Kuala Lumpur, 9 June 2010

The International Energy Agency ( IEA) may cut its oil output estimates for the Gulf of Mexico by up to 300,000 barrels a day for 2015 on potentially tighter U.S. laws on deepwater drilling after the  BP oil spill. "Our tentative estimates are that we will have to revise our forecasts for Gulf production for 2015 downwards. Our preliminary estimate is that we will have to cut by 100,000 to 300,000 barrels per day," Richard Jones, IEA deputy executive director, told Reuters in an interview on Tuesday.

Crude output from the Gulf of Mexico was pegged at 1.5-1.6 million barrels per day (bpd) in 2009, with this level seen edging up to 1.6-1.7 million bpd this year, data from the IEA's Oil Market Report published in May showed.

The Obama administration has put on hold new deepwater exploratory drilling in the U.S. for six months, pending the findings and recommendations of a presidential commission investigating the causes of the explosion in April that sank Transocean's Deepwater Horizon rig leased by BP Plc .

The review could lead to new legislation by the U.S. Congress. The U.S. Interior Department, which regulates exploration from oil to minerals, may also issue new safety and environmental requirements for shallow-water offshore drilling as soon as Tuesday.

"There will be a cost attached to any regulation, and that cost will inevitably affect the future development of the industry in U.S. waters, which will have an impact internationally as well," Jones said on the sidelines of the Asia Oil and Gas Conference in the Malaysian capital.

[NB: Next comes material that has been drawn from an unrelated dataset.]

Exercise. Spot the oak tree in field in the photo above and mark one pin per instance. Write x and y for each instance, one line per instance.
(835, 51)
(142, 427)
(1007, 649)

"I wouldn't be surprised if the tighter legislation would have some extra-territorial provisions. Costs will go up, and investments will be affected, as some projects will no longer make the cut," he added.

"This would slow (exploration and production) development, but whether it would slow appreciably is an unknown question."

Hungary a "Concern"

Jones said current crude prices around $71 a barrel would not have a negative impact on oil producers. Levels would keep within the $60-80 range in the medium term due to ample supplies in OECD nations and spare OPEC capacity, barring a double-dip recession, he added.

"Obviously, the lower the price the better, as far as the recovery is concerned, but we have not heard too many complaints about the negative impact at this price level. Let the market determine the price."

This could also prompt the Organization of the Petroleum Exporting Countries to keep its output targets steady when it next meets in October.

"We have not seen anything to suggest that they are looking at a change in production guidelines in October," he said.

OPEC members could do more to abide by production quotas, Jones said, echoing remarks made on Monday by Iraqi oil minister Hussain al-Shahristani.

Al-Shahristani said fairer crude oil prices could be reached if OPEC members adhered better to production quotas, and that he was unhappy about compliance levels over the past few months.

"OPEC has been more successful in the recent past than they are right now in terms of compliance," Jones said. He also said the pace of the global economic recovery will be the key driver for the industry. "The real uncertainty is the nature of (oil) demand and the nature of the economic recovery."

Jones said the Paris-based IEA, which advises industrialised nations on energy policy, is keeping an eye on Hungary's debt problems. But he does not think its impact would be as serious as the 2008 financial crisis or Greece's sovereign debt woes.

"We are concerned about Hungary. But we do not think the ripples will be quite as big as the first financial crisis. Hungary is a new addition to the economic system, and we do not think that it has as extensive ties as Greece," he said.

Ends --


By Jennifer Tan, Reuters - for Commodities Now.